平知盛 〜The time walkers5〜

オリジナル朗読CD The Time Walkers 5 平知盛

というわけで聴きました。ふむ。これ、歴史モノっていうよりはSFなのね。シリーズの他の話は知らんので、どういうコンセプトなのかは判らないまま聴いたです。

お話は、悲劇の英雄平知盛に憧れたとある役者が、夢破れて失意の中、タイムスリップして本物の平知盛になってしまう、という話。なので、知盛自身の物語というよりは、彼の人生を追体験して成長する「俺」の話なのだな。「俺」は知盛のファンなので、彼がどのような時代で、どのように生き、そして死んでいったのかを知っている。
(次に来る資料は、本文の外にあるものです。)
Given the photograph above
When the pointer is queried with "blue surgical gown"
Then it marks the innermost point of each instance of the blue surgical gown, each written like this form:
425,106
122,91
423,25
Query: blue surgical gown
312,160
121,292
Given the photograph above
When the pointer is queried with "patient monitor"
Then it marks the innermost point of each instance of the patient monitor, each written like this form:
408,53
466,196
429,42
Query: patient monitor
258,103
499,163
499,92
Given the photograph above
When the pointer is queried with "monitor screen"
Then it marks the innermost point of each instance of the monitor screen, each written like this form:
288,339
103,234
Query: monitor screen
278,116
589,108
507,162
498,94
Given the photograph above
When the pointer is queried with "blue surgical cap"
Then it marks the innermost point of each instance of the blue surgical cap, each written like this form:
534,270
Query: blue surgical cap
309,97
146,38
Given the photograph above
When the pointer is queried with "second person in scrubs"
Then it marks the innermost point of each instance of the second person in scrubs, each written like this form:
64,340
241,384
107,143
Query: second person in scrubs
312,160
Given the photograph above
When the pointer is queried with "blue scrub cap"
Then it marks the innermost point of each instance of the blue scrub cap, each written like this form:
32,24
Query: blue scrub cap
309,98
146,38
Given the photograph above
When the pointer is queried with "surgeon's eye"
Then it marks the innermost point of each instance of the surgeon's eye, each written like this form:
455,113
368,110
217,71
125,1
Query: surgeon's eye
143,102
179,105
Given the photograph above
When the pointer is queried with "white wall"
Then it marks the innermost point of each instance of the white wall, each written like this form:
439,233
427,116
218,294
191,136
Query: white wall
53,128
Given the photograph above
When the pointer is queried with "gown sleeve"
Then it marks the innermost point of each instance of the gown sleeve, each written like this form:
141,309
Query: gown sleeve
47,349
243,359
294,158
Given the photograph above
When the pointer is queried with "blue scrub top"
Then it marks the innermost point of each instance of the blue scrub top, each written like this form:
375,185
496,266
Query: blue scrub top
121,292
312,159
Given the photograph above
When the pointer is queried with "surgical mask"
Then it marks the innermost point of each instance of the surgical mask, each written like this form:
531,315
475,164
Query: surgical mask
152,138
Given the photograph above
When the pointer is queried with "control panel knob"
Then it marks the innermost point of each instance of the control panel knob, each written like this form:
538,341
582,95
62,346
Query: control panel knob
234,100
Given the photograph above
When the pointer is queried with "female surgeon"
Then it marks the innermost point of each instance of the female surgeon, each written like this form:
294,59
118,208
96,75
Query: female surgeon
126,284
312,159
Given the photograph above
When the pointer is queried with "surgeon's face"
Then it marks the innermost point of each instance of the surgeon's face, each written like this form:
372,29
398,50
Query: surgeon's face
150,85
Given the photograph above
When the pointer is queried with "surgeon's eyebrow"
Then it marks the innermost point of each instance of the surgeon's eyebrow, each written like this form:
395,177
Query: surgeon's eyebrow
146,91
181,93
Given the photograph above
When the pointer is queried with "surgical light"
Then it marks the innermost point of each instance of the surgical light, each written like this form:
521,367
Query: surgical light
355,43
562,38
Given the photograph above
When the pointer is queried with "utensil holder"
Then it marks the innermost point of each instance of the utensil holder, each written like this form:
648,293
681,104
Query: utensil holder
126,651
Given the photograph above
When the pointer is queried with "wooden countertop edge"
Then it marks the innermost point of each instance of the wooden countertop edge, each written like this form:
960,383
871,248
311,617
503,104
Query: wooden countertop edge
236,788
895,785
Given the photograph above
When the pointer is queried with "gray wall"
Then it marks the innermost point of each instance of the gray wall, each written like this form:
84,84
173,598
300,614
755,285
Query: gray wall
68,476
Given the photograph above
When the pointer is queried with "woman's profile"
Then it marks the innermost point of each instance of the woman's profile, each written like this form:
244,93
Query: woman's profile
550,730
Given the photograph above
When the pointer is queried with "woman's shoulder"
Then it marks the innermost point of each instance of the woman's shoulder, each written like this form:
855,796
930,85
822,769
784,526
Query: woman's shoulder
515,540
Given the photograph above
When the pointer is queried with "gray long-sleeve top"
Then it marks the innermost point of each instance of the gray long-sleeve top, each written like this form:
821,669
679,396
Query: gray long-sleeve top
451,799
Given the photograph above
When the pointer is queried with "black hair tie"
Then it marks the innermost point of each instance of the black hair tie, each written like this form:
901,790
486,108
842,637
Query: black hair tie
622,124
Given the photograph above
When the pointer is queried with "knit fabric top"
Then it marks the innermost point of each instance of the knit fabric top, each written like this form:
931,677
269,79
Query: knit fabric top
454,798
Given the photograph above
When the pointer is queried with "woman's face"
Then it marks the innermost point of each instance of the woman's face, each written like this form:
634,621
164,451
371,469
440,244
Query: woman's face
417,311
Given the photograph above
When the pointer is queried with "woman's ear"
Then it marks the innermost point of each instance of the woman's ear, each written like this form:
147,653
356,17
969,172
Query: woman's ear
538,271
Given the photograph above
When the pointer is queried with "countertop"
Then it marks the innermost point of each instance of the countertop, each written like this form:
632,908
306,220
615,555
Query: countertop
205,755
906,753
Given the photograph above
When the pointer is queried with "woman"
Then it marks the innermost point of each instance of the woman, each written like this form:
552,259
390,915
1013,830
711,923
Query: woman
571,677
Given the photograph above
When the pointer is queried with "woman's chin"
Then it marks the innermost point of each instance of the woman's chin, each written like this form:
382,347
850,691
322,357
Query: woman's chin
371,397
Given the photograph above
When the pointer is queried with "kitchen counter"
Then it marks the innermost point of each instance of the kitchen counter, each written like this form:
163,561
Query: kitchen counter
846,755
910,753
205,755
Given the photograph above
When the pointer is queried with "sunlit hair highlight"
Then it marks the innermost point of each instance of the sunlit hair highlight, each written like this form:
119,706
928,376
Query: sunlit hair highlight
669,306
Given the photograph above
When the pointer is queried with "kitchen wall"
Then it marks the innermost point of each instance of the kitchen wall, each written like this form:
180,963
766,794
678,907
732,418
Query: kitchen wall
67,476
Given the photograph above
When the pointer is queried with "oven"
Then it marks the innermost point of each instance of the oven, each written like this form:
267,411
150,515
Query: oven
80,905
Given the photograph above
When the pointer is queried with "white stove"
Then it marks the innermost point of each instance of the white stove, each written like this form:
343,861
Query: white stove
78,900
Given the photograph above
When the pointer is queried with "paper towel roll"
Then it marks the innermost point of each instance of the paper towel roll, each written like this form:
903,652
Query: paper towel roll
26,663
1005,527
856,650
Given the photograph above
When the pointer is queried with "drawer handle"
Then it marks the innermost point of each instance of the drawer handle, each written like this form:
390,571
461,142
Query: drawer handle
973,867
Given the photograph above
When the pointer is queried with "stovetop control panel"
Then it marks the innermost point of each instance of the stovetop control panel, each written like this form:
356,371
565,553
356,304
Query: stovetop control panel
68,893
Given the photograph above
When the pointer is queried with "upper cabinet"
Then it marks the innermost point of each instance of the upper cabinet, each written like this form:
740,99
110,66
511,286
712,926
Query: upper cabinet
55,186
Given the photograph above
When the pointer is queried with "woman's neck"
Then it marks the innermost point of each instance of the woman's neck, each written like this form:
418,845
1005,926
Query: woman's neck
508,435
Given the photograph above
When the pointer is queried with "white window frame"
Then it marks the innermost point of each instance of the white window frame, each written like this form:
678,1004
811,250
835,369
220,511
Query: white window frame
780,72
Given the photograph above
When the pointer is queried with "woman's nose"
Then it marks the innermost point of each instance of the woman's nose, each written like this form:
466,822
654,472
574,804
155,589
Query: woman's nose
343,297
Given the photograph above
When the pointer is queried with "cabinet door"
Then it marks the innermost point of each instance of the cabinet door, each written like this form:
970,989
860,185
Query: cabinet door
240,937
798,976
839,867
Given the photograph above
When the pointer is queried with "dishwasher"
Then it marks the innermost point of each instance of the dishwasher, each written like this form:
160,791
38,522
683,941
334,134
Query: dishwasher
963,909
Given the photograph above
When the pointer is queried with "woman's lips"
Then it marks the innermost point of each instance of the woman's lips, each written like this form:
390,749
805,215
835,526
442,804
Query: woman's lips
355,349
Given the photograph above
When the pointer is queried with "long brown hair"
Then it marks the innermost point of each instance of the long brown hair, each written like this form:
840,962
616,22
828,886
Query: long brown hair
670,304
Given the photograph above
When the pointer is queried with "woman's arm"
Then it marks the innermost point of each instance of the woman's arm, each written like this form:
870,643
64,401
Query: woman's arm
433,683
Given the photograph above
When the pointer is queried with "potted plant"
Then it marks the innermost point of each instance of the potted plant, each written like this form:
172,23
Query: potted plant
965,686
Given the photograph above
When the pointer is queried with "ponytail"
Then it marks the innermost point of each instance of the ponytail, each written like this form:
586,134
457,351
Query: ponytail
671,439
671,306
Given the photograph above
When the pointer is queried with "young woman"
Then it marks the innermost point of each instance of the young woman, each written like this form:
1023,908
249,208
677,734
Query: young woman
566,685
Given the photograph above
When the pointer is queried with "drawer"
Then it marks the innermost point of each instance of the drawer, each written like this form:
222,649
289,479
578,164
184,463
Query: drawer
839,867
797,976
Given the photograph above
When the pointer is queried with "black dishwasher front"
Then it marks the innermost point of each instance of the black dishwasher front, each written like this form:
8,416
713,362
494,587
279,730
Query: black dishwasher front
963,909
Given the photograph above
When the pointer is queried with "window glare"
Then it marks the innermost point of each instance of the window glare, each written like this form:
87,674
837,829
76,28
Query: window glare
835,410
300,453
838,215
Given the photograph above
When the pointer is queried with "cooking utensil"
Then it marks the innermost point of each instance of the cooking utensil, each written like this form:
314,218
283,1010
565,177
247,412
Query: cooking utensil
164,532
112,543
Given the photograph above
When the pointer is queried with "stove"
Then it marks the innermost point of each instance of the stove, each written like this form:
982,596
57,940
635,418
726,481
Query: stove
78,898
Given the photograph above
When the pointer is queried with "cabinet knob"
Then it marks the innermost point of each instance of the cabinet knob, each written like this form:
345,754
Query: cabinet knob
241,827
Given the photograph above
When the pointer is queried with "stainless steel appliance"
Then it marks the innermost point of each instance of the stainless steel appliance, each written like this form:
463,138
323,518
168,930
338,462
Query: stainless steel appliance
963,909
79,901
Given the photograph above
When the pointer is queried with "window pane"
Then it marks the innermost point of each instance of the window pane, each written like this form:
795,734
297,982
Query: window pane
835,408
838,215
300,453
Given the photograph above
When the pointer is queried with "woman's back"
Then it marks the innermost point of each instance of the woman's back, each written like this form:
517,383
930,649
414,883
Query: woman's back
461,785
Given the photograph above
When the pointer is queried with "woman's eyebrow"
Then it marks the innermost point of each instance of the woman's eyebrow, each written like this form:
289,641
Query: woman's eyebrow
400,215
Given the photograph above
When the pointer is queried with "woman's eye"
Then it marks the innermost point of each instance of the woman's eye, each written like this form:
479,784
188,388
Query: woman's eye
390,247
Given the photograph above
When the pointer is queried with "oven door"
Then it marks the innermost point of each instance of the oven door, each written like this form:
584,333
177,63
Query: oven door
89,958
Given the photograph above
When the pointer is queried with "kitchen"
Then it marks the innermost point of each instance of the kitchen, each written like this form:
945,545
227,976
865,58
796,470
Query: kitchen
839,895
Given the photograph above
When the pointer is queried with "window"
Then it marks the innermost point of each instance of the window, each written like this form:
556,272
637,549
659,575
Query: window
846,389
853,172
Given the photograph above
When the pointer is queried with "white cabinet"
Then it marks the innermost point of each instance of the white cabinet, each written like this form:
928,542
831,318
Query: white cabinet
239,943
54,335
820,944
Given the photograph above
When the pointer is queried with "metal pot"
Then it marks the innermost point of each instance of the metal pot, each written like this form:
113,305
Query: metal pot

だから、アクシデントで知盛に「なってしまった」ことを受け止め、一役者として彼を演じきろうとするのだが。
なんとなく。「俺」が知盛を力一杯演じることと、「俺」ではない知盛がその生を懸命に生きようとすることがどこか重なるんだよね。違うもののはずなんだけど。「俺」は、歴史上のこととして知っている知識を生かし、知盛として平家を勝利に導こうとする。詳細はCDにはなかったけれど、味方を鼓舞し、作戦を練り、そして戦う。役者としての「俺」は、知識だけとはいえ知っている流れなのだが。結末を変えられると思って行動したが故に、より本物の知盛に近づいたんじゃないかと思うのだ。なんつか、演じることの本質のひとつを突いたような。そんな話になっている気がします。
なんかちょっと、前に檜山さんが森田さんに言ってた「俺は敵役だけど、お前を倒せると信じて演るぜ」(だっけ?)という話を思い出してみたり。
すべてを知っている「俺」が歴史を変えられなくて感じた失意と、本物の知盛が自軍の劣勢に感じたであろう失意は、違うもののはずなのによく似ている。そういう相似が、なんか面白いです。

丸ごと1枚檜山さんの声っすよ。1時間あまり、至福の時間を過ごしましたw 面白かったですー。